Dr. Fast graduated Magna Cum Laude from Bethel University and earned Master’s and Ph.D. degrees in Computer Science from the University of Massachusetts Amherst. There, his research focused on causal data mining and mining complex relational data such as social networks. At ERI, Andrew leads the development of new tools and algorithms for data and text mining for applications of capabilities assessment, fraud detection, and national security.
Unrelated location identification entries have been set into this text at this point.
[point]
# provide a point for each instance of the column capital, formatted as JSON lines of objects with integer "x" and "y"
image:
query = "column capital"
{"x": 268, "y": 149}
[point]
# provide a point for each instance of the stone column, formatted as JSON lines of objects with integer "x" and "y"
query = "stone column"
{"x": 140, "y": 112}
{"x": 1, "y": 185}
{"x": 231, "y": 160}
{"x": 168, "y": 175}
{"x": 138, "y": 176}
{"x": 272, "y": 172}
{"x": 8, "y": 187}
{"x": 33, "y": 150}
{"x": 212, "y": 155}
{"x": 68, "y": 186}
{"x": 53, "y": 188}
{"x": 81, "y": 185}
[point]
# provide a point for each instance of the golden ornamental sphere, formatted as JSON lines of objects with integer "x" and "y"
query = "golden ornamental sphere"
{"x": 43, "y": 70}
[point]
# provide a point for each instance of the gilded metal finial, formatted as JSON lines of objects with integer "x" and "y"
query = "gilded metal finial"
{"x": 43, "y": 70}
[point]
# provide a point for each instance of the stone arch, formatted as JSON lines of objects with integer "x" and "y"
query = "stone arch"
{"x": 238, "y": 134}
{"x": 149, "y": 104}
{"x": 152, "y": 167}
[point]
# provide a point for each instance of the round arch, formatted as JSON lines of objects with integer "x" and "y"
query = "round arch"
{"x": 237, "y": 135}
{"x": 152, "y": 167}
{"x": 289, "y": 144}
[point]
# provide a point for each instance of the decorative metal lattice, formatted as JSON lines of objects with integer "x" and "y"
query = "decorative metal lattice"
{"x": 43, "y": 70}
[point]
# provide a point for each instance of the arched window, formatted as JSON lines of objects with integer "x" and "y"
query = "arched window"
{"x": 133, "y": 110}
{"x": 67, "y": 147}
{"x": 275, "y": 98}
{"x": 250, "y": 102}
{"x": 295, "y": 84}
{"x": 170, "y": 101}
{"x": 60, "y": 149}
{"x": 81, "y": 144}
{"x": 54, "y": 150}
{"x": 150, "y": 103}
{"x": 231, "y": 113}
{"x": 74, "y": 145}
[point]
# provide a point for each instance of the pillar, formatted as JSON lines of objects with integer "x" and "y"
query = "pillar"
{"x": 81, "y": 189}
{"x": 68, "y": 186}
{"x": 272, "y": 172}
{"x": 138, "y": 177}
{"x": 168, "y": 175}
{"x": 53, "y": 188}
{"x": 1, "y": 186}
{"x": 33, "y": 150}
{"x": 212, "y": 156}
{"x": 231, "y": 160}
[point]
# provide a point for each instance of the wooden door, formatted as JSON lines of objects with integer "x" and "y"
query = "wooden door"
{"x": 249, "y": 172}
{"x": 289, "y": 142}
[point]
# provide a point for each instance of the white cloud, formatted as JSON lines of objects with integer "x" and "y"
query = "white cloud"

Dr. Fast has published on an array of applications including detecting securities fraud using the social network among brokers, and understanding the structure of criminal and violent groups. Other publications cover modeling peer-to-peer music file sharing networks, understanding how collective classification works, and predicting playoff success of NFL head coaches (work featured on ESPN.com). With John Elder and other co-authors, Andrew has written a book on Practical Text Mining, that was awarded the prose Award for Computing and Information Science in 2012.
Dr. Andrew Fast leads research in Text Mining and Social
Network Analysis at Elder Research, the nation’s leading data
mining consultancy. ERI was founded in 1995 and has offices in Charlottesville VA and Washington DC,
(www.datamininglab.com). ERI focuses on Federal, commercial,
investment, and security applications of advanced analytics, including stock selection, image recognition, biometrics, process optimization, cross-selling, drug efficacy, credit scoring, risk management, and fraud detection.